Inventory levels continue to build as more new homes hit the market

The trend of growing inventories has continued this month, with 15.91% more inventory on the market in June on a year-over-year basis. This growth in inventories can be attributed to the fact that the new homes are hitting the market at a much faster rate than new buyers are entering the market. In June, we saw a 0.77% increase in the number of existing homes sold on a year-over-year basis, while at the same time, we saw a 7.25% increase in the number of new listings hitting the market. Although there are still some buyers entering into the market every month, there is still a rather large contingent of people holding out until rates come back down.

The Fed is holding rates steady due to economic uncertainty

This past month, we saw the Fed hold rates steady once again, as they brace for the consequences of the newly minted tariff policies that went into effect in early August. Although inflation data has led many to believe that we need to see substantial rate cuts in the not-so-distant future, Fed officials are incredibly concerned about the potential impacts of the freshly enacted tariff policy. Additionally, the Fed has a dual mandate; it’s responsible for controlling inflation and promoting maximum employment. At this point in time, we’re seeing relatively low inflation, and a very low unemployment rate, so Fed officials seemingly aren’t in a hurry to cut the federal funds rate.
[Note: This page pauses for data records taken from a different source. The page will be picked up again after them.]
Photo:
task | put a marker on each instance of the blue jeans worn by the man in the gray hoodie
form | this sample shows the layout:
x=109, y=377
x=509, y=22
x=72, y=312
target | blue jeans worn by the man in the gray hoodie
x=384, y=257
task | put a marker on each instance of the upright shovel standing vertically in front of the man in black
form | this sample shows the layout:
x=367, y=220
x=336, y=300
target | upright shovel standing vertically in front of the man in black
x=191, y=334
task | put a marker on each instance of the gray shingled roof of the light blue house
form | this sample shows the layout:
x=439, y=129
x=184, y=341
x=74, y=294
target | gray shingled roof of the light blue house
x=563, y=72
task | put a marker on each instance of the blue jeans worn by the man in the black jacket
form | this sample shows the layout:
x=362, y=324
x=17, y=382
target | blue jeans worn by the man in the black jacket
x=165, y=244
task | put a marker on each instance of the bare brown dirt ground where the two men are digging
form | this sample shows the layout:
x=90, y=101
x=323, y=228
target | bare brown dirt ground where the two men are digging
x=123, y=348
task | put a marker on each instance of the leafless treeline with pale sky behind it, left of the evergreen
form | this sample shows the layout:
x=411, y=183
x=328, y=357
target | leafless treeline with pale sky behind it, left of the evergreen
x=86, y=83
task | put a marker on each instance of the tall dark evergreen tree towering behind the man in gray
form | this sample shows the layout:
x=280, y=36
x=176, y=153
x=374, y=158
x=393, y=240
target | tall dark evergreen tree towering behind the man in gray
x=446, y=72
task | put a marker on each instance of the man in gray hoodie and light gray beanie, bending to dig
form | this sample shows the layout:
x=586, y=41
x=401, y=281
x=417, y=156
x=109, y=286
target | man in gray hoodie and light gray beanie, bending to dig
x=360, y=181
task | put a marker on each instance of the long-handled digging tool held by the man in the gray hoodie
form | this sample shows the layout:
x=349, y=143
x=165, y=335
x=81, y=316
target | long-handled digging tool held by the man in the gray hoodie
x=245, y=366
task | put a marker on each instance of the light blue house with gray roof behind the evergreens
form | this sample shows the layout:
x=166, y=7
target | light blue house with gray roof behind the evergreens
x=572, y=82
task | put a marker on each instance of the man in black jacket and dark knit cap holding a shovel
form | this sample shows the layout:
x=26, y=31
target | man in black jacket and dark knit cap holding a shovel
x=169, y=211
Mortgage rates remain stagnant, but comparatively high

It probably isn’t much of a surprise that inventories are building and median sale prices have remained relatively stagnant, given the lack of movement in rates. Many believe that there is a very large contingent of people who simply aren’t willing to pay a comparatively very high interest rate to purchase a home, especially given that many have locked into rates in the 2-4% range on existing homes. The consistently high mortgage rates that we’ve seen have led people to stay in their homes for longer, resulting in more sellers on the market than buyers. However, we might see some movement if we see some positive commentary from the Fed in the upcoming FOMC meeting.
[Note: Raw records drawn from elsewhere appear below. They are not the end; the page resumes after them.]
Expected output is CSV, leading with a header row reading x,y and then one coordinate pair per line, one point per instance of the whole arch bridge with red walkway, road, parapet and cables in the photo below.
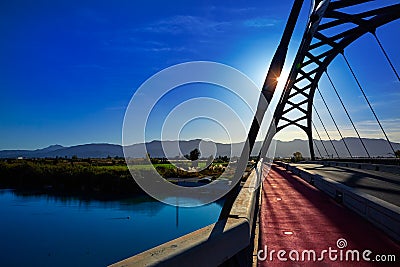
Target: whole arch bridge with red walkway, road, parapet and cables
x,y
339,199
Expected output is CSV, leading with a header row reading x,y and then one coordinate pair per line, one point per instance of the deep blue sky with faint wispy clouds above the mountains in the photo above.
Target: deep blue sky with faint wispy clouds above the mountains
x,y
70,68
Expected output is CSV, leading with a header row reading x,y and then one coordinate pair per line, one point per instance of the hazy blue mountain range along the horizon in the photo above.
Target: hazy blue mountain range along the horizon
x,y
376,147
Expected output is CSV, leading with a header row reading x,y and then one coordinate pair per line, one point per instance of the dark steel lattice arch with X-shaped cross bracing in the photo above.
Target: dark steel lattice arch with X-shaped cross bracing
x,y
331,28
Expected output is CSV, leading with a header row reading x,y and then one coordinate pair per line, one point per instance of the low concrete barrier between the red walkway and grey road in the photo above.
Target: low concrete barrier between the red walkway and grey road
x,y
380,213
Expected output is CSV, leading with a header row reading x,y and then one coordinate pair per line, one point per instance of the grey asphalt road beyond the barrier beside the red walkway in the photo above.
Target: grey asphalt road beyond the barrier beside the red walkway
x,y
385,186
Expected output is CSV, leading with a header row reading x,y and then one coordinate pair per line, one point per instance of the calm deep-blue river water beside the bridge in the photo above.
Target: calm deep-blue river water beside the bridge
x,y
52,231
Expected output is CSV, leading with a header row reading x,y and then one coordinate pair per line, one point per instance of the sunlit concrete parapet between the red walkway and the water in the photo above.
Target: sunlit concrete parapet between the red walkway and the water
x,y
214,244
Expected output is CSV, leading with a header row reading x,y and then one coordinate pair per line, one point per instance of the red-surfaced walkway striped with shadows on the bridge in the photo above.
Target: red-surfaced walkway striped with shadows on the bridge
x,y
296,216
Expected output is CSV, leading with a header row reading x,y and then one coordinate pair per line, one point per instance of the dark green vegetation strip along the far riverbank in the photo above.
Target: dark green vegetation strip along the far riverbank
x,y
109,176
However, it’s important to remember that this is what we’re seeing at a national level. Oftentimes, what we see in California can be quite a bit different than the nation as a whole. We’ve done a deep dive into California markets in the local lowdown section below.

Big Story Data

A line graph showing existing home sales and inventory from June 2024 to June 2025. Existing home sales, represented by a dark blue line, fluctuate between 3.8M and 4.3M, peaking in December 2024 and March 2025. Inventory, represented by a light blue line, steadily increases from 1.3M to nearly 1.5M over the period.

A line graph showing the Federal Reserve's holdings of mortgage-backed securities from 2009 to 2025. The holdings, measured in millions of dollars, show a rapid increase from 2009 to early 2011, then level off and slightly decline before a sharp increase in early 2020. The peak is reached in early 2022 at just over $2.5 trillion, followed by a gradual decline through 2025.

A bar chart displaying the median monthly principal and interest (P&I) payment from May 2024 to May 2025. The payments, measured in dollars, fluctuate between approximately $2,000 and $2,250. The highest payment is in May 2025 at $2,254, while the lowest is in May 2024 at $2,036 and September 2024 at $2,029.

A combination bar and line chart showing the median sales price and 30-year mortgage rates from June 2024 to June 2025. The median sales price, represented by dark blue bars, fluctuates between $393,400 and $435,300. Mortgage rates, represented by a light blue line, fluctuate between approximately 6.0% and 6.8%, peaking around November 2024 and April 2025.

A line graph showing new listings in the United States from July 2018 to July 2025. The number of new listings, measured in counts, shows a strong seasonal pattern with peaks typically in the spring and troughs in the winter. The overall trend shows higher listing counts in 2018-2021 compared to 2022-2025. The highest peak is near 600,000 in early 2019, while the lowest point is just above 200,000 in early 2023.